MARKO ZARIĆ

Research

Here is a list of all my publications. Follow the links at the bottom for more information (pdf, code, etc.).

Publications

Pink Noise LQR: How does Colored Noise affect the Optimal Policy in RL?

Jakob Hollenstein, Marko Zaric, Samuele Tosatto, Justus Piater

ICML 2024 Workshop: Foundations of Reinforcement Learning and Control--Connections and Perspectives2024

Abstract:

Colored noise, a class of temporally correlated noise processes, has shown promising results for improving exploration in deep reinforcement learning for both off-policy and on-policy algorithms. However, It is unclear how temporally correlated colored noise affects policy learning apart from changing exploration properties. In this paper, we investigate the influence of colored noise on the optimal policy in a simplified linear quadratic regulator (LQR) setting. We show that the expected trajectory remains independent of the noise color for a given linear policy. We derive a closed-form solution for the expected cost and find that the noise affects both the expected cost and the optimal policy. The cost splits into two parts: a state-cost part equaling the cost for the unperturbed system and a noise-cost term independent of the initial state. Far from the goal state, the state cost dominates, and the effect due to the noise is negligible: the policy approaches the optimal policy of the unperturbed system. Near the goal state, the noise cost dominates, changing the optimal policy.

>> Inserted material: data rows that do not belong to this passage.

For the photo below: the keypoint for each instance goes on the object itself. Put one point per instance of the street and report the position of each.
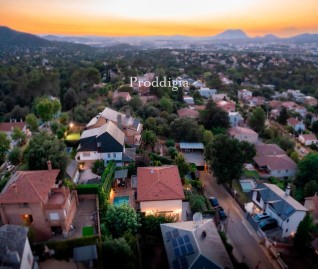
(239, 232)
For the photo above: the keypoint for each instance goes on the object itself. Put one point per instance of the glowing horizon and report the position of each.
(165, 17)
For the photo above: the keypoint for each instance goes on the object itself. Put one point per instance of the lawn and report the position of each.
(73, 137)
(250, 173)
(87, 231)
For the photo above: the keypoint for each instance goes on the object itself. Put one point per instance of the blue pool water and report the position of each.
(120, 200)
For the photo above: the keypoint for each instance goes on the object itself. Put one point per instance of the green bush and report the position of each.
(87, 189)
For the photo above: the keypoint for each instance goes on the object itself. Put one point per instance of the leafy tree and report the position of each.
(214, 117)
(166, 104)
(185, 129)
(121, 219)
(302, 237)
(283, 116)
(310, 188)
(183, 166)
(257, 120)
(4, 146)
(248, 151)
(15, 155)
(307, 169)
(148, 138)
(118, 253)
(44, 147)
(207, 136)
(18, 135)
(226, 158)
(32, 122)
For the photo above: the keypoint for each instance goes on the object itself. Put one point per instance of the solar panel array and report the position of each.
(181, 246)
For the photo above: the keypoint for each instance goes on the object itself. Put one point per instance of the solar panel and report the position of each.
(174, 243)
(168, 235)
(175, 233)
(186, 239)
(176, 264)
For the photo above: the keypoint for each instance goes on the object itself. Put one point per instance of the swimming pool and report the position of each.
(247, 185)
(120, 200)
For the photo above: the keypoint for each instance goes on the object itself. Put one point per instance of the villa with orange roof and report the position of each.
(33, 199)
(160, 190)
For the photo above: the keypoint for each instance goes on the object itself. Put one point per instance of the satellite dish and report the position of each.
(197, 219)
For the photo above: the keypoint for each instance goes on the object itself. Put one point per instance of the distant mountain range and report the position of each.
(9, 37)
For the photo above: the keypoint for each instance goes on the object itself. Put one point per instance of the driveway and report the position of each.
(239, 232)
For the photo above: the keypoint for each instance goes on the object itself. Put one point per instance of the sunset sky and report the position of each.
(160, 17)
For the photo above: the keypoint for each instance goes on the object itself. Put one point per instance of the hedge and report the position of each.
(87, 188)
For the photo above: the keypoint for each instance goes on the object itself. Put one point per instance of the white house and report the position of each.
(308, 139)
(244, 134)
(159, 190)
(296, 124)
(235, 119)
(244, 94)
(206, 92)
(104, 143)
(279, 205)
(15, 250)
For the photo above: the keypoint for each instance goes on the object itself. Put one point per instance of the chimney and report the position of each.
(119, 124)
(49, 165)
(287, 192)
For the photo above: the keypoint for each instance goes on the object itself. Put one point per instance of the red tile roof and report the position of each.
(187, 112)
(29, 187)
(159, 183)
(8, 126)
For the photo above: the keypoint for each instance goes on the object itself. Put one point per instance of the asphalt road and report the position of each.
(239, 232)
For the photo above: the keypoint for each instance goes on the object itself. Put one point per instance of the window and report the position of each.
(54, 216)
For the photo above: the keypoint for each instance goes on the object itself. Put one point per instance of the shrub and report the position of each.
(87, 188)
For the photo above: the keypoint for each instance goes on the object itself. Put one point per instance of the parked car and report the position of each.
(222, 214)
(214, 202)
(268, 224)
(261, 216)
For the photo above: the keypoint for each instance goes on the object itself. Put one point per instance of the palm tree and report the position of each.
(148, 138)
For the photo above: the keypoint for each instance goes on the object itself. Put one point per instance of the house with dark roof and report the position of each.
(271, 160)
(159, 190)
(33, 199)
(279, 205)
(15, 250)
(131, 127)
(194, 245)
(106, 142)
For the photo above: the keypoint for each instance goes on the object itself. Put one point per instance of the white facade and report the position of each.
(289, 225)
(94, 155)
(235, 118)
(173, 207)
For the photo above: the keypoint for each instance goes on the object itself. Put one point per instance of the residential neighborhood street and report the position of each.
(239, 232)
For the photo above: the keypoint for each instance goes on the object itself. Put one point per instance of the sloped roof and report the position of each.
(12, 239)
(159, 183)
(268, 149)
(29, 187)
(8, 126)
(284, 205)
(279, 162)
(208, 252)
(187, 112)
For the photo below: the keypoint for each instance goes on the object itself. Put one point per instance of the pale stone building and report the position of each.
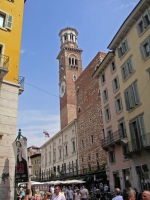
(124, 77)
(11, 85)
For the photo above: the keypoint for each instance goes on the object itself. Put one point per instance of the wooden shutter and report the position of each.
(9, 20)
(143, 137)
(119, 53)
(132, 134)
(148, 13)
(126, 44)
(117, 78)
(117, 107)
(136, 93)
(113, 85)
(148, 41)
(138, 29)
(142, 52)
(130, 65)
(144, 22)
(123, 73)
(103, 97)
(131, 97)
(127, 100)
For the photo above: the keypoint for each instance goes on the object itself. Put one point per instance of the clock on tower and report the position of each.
(70, 67)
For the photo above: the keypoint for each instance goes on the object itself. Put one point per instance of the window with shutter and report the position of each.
(6, 20)
(127, 69)
(107, 114)
(132, 98)
(123, 48)
(115, 84)
(118, 104)
(144, 22)
(112, 66)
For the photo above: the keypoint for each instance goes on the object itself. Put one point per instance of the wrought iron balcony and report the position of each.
(137, 145)
(21, 83)
(4, 64)
(115, 138)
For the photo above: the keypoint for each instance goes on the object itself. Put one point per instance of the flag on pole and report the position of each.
(46, 133)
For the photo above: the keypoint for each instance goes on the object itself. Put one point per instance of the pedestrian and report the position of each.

Unsupervised Learning of Effective Actions in Robotics

Marko Zaric, Jakob Hollenstein, Justus Piater, Erwan Renaudo

Proceedings of the First Austrian Symposium on AI, Robotics, and Vision (AIRoV 2024)2024

Abstract:

Learning actions that are relevant to decision-making and can be executed effectively is a key problem in autonomous robotics. Current state-of-the-art action representations in robotics lack proper effect-driven learning of the robot's actions. Although successful in solving manipulation tasks, deep learning methods also lack this ability, in addition to their high cost in terms of memory or training data. In this paper, we propose an unsupervised algorithm to discretize a continuous motion space and generate "action prototypes", each producing different effects in the environment. After an exploration phase, the algorithm automatically builds a representation of the effects and groups motions into action prototypes, where motions more likely to produce an effect are represented more than those that lead to negligible changes. We evaluate our method on a simulated stair-climbing reinforcement learning task, and the preliminary results show that our effect driven discretization outperforms uniformly and randomly sampled discretizations in convergence speed and maximum reward.